Chapter 7: Optimum Gasoline Blending in Petroleum Refining This chapter addresses the optimum gasoline blending for an oil refinery. The objective is to maximize the profits while satisfying the constraints on demands, supplies, specifications, costs, capacities, and other applicable restrictions. A nonlinear programming (NLP) model is formulated to represent the problem, and a two-stage heuristic solution procedure is developed to solve it based on linear approximation. Given a set of raw materials (components) and their availabilities and specifications, and a set of gasoline products (blends) and their demands and specifications, the model determines amount of each component used to make each product, in order to satisfy the demands and meet the specifications with the minimum total cost.

Chapter 8: Employee Scheduling in Remote Oil Industry Work Sites This chapter considers the days-off scheduling of oil company employees working in remote locations.

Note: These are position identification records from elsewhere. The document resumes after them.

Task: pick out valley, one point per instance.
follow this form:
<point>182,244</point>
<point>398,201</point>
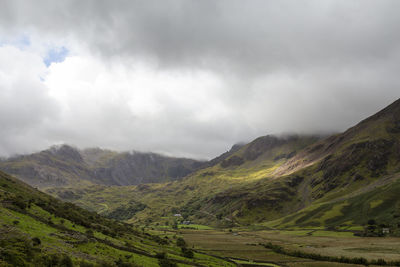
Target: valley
<point>290,200</point>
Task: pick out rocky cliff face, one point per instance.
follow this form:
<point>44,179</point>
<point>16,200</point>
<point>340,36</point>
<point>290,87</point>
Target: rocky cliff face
<point>67,166</point>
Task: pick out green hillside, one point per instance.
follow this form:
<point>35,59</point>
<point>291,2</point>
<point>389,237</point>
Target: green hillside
<point>38,230</point>
<point>65,165</point>
<point>275,181</point>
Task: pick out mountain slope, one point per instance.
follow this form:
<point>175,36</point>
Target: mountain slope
<point>64,165</point>
<point>38,230</point>
<point>275,177</point>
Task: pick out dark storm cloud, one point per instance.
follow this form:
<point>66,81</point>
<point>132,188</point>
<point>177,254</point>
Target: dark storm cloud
<point>285,66</point>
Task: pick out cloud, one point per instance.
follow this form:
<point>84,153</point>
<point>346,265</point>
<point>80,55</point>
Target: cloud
<point>25,106</point>
<point>193,77</point>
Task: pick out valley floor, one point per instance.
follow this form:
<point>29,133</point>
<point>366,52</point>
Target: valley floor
<point>245,245</point>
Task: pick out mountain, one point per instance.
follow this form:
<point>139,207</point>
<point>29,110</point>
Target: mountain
<point>343,180</point>
<point>65,165</point>
<point>39,230</point>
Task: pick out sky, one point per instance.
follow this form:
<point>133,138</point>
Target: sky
<point>190,78</point>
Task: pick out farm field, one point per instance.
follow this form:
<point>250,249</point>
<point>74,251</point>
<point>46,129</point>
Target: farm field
<point>245,245</point>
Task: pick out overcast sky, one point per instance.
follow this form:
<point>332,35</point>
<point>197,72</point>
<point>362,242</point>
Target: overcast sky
<point>190,78</point>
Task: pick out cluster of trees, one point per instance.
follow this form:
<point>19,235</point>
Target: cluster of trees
<point>186,252</point>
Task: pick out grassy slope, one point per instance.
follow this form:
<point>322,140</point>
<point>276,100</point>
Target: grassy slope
<point>64,229</point>
<point>196,195</point>
<point>265,180</point>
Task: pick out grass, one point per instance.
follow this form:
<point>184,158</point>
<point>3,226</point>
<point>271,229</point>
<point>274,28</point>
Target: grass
<point>195,226</point>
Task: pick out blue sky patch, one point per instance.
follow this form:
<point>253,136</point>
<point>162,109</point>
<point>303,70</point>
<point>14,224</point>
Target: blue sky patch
<point>56,54</point>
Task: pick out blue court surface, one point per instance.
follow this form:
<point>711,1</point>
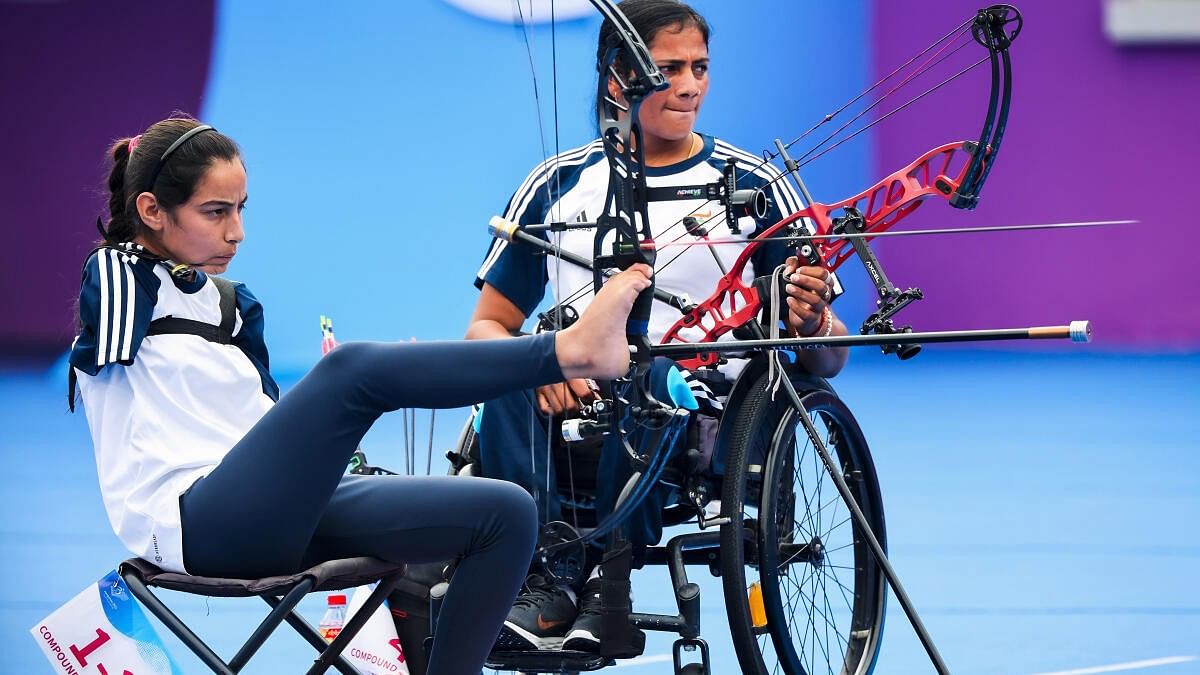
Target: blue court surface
<point>1042,513</point>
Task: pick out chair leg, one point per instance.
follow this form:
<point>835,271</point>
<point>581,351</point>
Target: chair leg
<point>312,637</point>
<point>331,655</point>
<point>269,625</point>
<point>175,626</point>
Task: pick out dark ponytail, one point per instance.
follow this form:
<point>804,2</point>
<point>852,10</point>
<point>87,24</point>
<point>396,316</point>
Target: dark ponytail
<point>120,225</point>
<point>174,181</point>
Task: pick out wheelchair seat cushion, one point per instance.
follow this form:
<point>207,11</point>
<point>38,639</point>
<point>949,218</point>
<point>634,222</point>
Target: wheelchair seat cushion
<point>333,575</point>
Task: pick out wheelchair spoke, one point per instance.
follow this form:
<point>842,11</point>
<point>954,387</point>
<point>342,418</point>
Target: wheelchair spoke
<point>822,591</point>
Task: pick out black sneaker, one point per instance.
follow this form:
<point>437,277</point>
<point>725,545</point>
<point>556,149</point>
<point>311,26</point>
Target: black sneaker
<point>539,617</point>
<point>585,634</point>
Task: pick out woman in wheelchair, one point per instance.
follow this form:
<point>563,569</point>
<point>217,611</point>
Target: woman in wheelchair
<point>513,431</point>
<point>204,469</point>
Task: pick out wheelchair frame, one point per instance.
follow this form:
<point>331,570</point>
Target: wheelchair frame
<point>760,493</point>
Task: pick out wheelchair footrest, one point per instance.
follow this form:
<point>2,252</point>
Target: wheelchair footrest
<point>547,661</point>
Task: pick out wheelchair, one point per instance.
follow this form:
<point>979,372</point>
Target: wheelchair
<point>803,592</point>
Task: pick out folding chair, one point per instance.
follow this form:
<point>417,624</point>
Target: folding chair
<point>281,592</point>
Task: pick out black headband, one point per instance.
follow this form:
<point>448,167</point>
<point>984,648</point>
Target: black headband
<point>172,148</point>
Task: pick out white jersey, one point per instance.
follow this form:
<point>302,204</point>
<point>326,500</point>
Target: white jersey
<point>573,187</point>
<point>162,410</point>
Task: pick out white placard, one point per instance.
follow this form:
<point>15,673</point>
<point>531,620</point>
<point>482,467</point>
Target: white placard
<point>103,631</point>
<point>376,649</point>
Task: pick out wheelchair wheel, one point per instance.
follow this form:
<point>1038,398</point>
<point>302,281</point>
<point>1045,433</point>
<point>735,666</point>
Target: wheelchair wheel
<point>803,592</point>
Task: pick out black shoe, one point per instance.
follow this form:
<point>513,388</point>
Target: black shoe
<point>539,617</point>
<point>585,634</point>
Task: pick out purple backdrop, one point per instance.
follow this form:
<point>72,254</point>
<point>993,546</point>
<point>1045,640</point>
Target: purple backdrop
<point>75,75</point>
<point>1096,132</point>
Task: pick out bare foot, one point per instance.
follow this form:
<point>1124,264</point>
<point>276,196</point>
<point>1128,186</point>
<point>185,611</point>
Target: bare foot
<point>595,345</point>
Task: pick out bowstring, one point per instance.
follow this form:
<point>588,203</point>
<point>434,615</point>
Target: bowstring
<point>553,196</point>
<point>954,41</point>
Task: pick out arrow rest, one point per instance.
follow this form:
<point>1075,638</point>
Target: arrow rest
<point>891,300</point>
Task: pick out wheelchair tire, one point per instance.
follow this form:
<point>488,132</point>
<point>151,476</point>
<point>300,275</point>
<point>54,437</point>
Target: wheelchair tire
<point>822,591</point>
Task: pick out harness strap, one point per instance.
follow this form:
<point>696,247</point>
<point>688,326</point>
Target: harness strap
<point>220,334</point>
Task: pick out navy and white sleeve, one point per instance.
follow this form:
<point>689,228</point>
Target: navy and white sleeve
<point>516,270</point>
<point>117,300</point>
<point>251,340</point>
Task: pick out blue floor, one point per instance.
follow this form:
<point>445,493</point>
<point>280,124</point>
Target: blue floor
<point>1042,512</point>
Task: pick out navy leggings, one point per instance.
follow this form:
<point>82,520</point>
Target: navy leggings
<point>279,502</point>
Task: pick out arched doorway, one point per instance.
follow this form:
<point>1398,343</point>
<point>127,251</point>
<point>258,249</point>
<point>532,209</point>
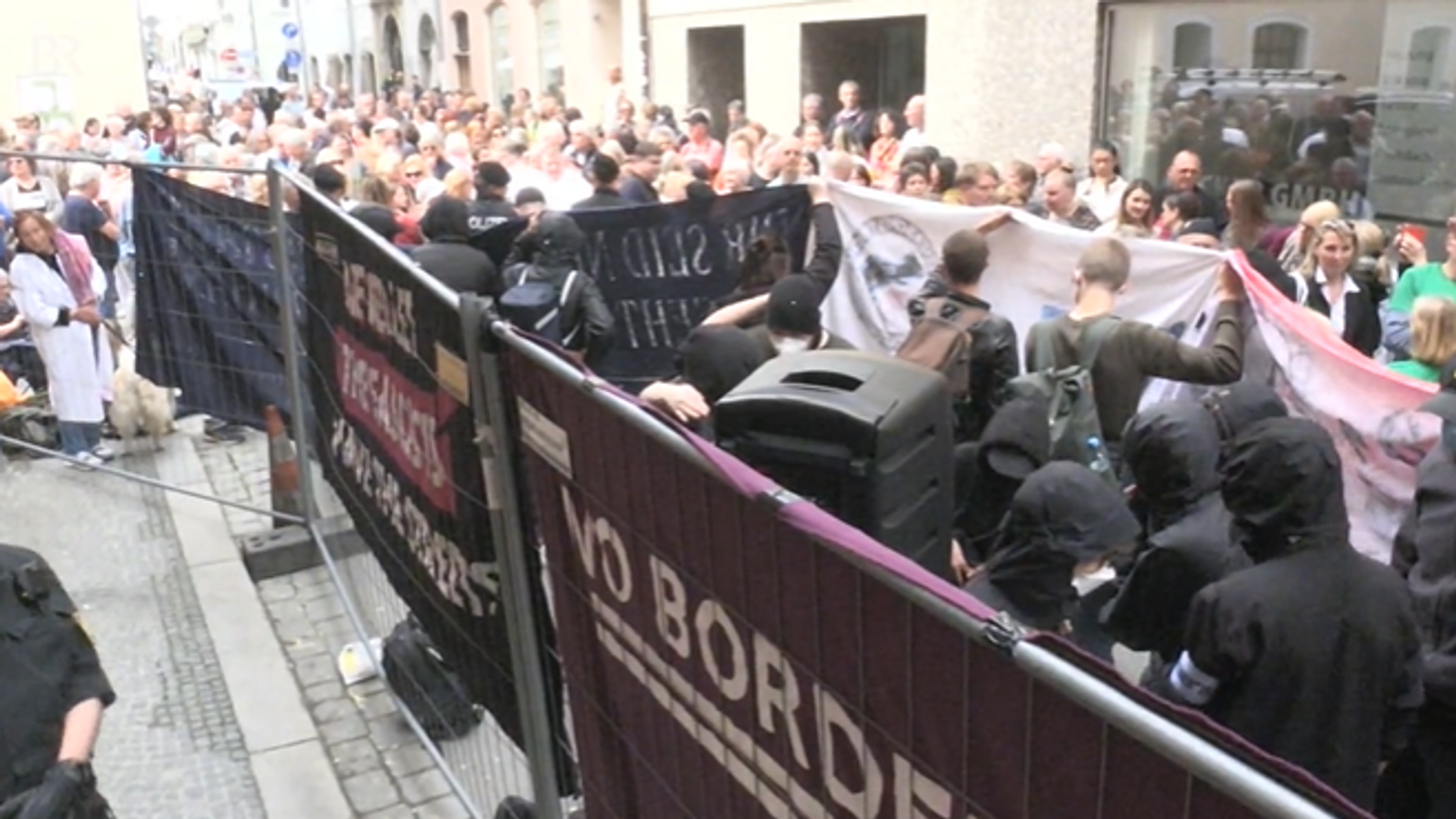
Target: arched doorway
<point>393,50</point>
<point>369,82</point>
<point>461,23</point>
<point>427,50</point>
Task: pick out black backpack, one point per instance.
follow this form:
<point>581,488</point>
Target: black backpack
<point>535,306</point>
<point>1076,432</point>
<point>426,682</point>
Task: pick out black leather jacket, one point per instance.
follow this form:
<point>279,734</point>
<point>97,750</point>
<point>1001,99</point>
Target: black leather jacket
<point>551,254</point>
<point>993,359</point>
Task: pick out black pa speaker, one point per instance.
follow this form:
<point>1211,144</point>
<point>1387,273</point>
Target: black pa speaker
<point>867,437</point>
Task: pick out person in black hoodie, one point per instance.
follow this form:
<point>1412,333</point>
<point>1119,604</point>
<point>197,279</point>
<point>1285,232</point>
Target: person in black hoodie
<point>550,250</point>
<point>1426,556</point>
<point>1064,520</point>
<point>1172,452</point>
<point>993,338</point>
<point>768,259</point>
<point>447,252</point>
<point>711,363</point>
<point>1314,653</point>
<point>1017,442</point>
<point>1239,405</point>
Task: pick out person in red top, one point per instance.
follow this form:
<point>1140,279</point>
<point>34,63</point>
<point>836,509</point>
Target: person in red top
<point>701,143</point>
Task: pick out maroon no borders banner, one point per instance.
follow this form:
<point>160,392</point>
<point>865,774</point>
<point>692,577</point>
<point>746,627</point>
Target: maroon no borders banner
<point>725,662</point>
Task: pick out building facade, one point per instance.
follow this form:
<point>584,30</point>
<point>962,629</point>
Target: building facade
<point>560,47</point>
<point>999,76</point>
<point>1344,100</point>
<point>66,72</point>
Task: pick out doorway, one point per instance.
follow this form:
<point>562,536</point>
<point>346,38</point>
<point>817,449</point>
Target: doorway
<point>715,73</point>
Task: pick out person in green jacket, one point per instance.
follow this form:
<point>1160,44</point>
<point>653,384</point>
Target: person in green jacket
<point>1423,279</point>
<point>1433,338</point>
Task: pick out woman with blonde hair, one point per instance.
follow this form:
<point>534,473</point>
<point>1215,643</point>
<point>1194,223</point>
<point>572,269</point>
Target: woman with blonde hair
<point>1248,219</point>
<point>459,186</point>
<point>1433,338</point>
<point>1328,286</point>
<point>1135,215</point>
<point>1297,244</point>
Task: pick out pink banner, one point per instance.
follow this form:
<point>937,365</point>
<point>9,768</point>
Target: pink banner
<point>727,658</point>
<point>1371,412</point>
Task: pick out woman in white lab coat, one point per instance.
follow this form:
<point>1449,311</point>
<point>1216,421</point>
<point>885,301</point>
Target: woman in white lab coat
<point>58,287</point>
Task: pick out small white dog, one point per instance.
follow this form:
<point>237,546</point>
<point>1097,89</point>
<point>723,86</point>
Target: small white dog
<point>140,407</point>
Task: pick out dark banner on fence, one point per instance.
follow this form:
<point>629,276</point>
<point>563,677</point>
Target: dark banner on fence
<point>661,267</point>
<point>733,662</point>
<point>207,299</point>
<point>397,437</point>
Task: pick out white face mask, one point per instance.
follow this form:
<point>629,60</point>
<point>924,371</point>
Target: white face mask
<point>788,346</point>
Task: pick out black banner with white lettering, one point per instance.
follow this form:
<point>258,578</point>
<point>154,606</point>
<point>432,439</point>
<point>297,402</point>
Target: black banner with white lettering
<point>397,436</point>
<point>207,299</point>
<point>661,267</point>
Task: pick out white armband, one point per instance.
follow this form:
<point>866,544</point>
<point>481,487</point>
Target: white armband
<point>1193,684</point>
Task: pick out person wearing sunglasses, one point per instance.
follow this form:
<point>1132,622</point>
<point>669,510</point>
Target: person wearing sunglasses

During their day-off breaks, the employees are transported by company aircraft to and from their work sites. The company has two objectives: minimizing the number of employees to reduce the labor cost and minimizing the number of assigned days-off breaks to reduce the transportation cost. A bi-objective integer programming model is formulated to represent the problem, and an optimum analytical procedure is developed to obtain the optimum solution.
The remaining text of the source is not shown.